Allstate Corp. paid $700 million in cash plus approximately $310 million tangible book value of the acquired entities to acquire Esurance and Answer Financial Inc. The company paid goodwill of around $368M for a business that spent $1.02 for each dollar premium collected. Also, the company has incurred huge costs in the process of integrating Allstate and Esurance. As a result, the company spent about $1.22 and $1.20 for each dollar premium collected in 2011 and 2012 through Esurance.

Although critics would argue that Esurance is a failed acquisition, I see this as a strategic alternative that would pay off in the long term. Allstate's core business, which is the standard auto, is not expanding - written premiums were flat at $15.7M for 2012 and 2011. GEICO and Progressive took the majority of the auto share through their decade long online platforms, which attracted the young customers who don't value agent interaction. Hence, Esurance fills this gap for Allstate by having an online platform that would not only help in gaining new customers, but also prevent the existing customers from switching to other brands. Esurance is indeed generating faster revenue growth for the company - the auto premiums written have increased from $181M in 2011 to $1B in 2012 and already $342M generated in Q12013. So, Esurance acquisition is helping boost the top line growth in auto for Allstate.
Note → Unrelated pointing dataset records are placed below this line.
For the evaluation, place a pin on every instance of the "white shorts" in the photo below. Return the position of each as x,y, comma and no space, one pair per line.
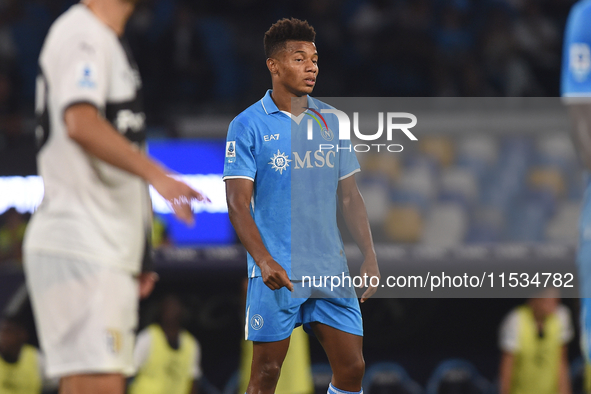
86,314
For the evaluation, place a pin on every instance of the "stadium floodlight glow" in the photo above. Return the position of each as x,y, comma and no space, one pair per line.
25,194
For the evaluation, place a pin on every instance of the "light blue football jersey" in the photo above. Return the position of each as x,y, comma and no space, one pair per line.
576,57
294,203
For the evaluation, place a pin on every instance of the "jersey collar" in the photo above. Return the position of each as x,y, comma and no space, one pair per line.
270,107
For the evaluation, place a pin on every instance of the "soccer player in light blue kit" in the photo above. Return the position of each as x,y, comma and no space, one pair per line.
282,193
576,93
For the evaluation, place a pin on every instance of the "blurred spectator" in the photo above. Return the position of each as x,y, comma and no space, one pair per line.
21,365
533,340
193,52
167,357
12,233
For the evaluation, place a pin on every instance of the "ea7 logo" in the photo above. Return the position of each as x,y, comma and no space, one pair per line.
345,125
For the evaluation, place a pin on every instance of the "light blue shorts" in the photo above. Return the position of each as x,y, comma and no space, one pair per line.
271,315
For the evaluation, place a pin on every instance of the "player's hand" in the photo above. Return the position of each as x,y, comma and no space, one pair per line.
369,268
147,281
274,276
179,195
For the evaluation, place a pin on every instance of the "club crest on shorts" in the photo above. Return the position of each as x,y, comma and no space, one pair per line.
113,340
256,322
279,162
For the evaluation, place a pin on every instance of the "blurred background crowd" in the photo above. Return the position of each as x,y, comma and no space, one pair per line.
205,60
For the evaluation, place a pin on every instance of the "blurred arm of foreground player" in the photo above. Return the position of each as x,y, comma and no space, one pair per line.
580,115
97,137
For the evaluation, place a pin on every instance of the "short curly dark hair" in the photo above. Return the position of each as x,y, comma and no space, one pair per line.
287,30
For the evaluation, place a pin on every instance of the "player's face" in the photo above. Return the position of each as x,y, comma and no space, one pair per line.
297,67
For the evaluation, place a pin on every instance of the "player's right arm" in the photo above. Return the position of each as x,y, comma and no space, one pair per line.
98,137
238,196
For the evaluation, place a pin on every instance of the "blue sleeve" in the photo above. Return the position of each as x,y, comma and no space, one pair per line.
240,161
348,163
576,56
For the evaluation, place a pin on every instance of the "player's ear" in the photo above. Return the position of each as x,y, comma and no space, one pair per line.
272,65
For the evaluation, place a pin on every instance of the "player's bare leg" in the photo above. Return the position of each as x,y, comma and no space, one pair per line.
345,356
93,384
267,358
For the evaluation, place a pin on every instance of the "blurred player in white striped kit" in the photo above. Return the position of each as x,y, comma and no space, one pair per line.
85,246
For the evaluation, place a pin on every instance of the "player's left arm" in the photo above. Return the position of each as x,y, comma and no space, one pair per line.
355,214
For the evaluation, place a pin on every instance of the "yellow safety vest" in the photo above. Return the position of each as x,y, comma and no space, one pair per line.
296,375
21,377
537,360
167,370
Also, the company plans to offer homeowners lines (such as renters insurance) online by bundling the auto and home products.
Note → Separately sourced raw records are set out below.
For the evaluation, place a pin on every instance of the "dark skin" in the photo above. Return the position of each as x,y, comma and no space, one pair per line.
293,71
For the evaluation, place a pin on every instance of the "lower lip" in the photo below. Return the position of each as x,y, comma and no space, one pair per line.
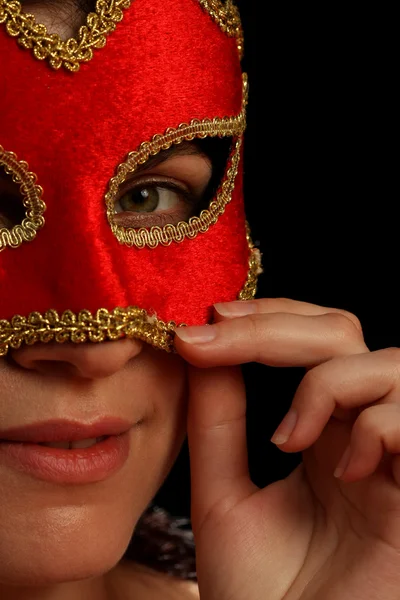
75,466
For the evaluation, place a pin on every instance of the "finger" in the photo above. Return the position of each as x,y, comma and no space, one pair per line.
217,442
347,383
276,339
242,308
375,432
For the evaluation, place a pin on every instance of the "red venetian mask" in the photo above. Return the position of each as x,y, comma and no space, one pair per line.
143,77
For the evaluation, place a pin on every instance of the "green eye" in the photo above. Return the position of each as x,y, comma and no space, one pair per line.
142,200
147,199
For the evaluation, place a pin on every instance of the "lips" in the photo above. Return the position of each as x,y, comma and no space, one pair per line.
65,431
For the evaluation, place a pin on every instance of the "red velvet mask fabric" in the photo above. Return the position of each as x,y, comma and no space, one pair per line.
166,63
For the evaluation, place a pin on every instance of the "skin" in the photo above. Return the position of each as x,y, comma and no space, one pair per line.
310,536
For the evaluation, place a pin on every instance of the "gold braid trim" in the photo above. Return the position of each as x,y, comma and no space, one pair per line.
227,16
226,127
255,269
49,46
35,207
131,322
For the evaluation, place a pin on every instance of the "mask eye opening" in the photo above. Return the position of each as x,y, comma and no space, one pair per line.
21,206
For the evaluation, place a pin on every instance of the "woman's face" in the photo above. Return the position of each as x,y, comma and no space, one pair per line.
61,532
56,532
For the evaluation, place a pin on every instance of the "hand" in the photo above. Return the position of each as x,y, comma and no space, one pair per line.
312,536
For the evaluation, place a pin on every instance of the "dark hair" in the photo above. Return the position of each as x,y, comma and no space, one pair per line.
164,543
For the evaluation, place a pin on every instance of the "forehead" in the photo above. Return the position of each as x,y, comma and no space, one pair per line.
155,72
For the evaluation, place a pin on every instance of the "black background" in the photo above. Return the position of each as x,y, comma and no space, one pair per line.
321,191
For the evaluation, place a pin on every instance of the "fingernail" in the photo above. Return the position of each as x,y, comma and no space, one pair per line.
343,463
240,308
196,335
285,429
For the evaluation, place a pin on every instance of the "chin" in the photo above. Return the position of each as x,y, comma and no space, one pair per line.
69,546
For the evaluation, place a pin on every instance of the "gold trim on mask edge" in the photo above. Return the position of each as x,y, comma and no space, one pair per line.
131,322
35,207
49,46
227,16
226,127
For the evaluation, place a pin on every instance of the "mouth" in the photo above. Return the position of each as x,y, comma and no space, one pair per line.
68,433
70,445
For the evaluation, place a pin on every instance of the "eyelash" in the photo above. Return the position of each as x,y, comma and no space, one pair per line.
132,219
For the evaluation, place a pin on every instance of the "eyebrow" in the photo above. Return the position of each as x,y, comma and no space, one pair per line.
182,149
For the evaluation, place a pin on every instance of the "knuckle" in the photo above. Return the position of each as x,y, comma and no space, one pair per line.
275,304
368,421
344,327
314,384
392,354
354,319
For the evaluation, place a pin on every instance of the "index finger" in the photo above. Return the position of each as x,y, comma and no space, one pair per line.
217,442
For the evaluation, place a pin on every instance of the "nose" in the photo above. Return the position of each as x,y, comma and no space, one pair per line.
88,360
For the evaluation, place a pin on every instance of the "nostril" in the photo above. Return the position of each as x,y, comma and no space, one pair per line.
56,368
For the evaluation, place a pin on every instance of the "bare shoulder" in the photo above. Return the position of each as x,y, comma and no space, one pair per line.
131,580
But, the key challenge for Allstate is to improve the combined ratio of its Esurance division. The expense ratio is about 43% for 2012 and 2011. The majority of the costs incurred by the company in integration are the marketing expenses in promoting Esurance as an Allstate company. These costs will have to reduce in the near future. Moreover, administrative expenses of running online division are way lower compared to those of exclusive agencies where the agents' commissions takes up significant portion of overall expense. So, we could expect the expense ratio to be at par or even lower than the Allstate brand ratio of 25%. By sharing the superior underwriting capabilities of Allstate, Esurance could also improve its current loss ratio of 78%. Importantly, I believe that Allstate could increase the premium pricing of Esurance once it establishes enough customer base, just like its competitors (Progressive) who have increased the online premium rates. (Rising customer churn rate due to increased online premium prices could be a risk in this strategy). So, in the long term, I expect Esurance to make narrow profits and contributing to the bottom line growth as well.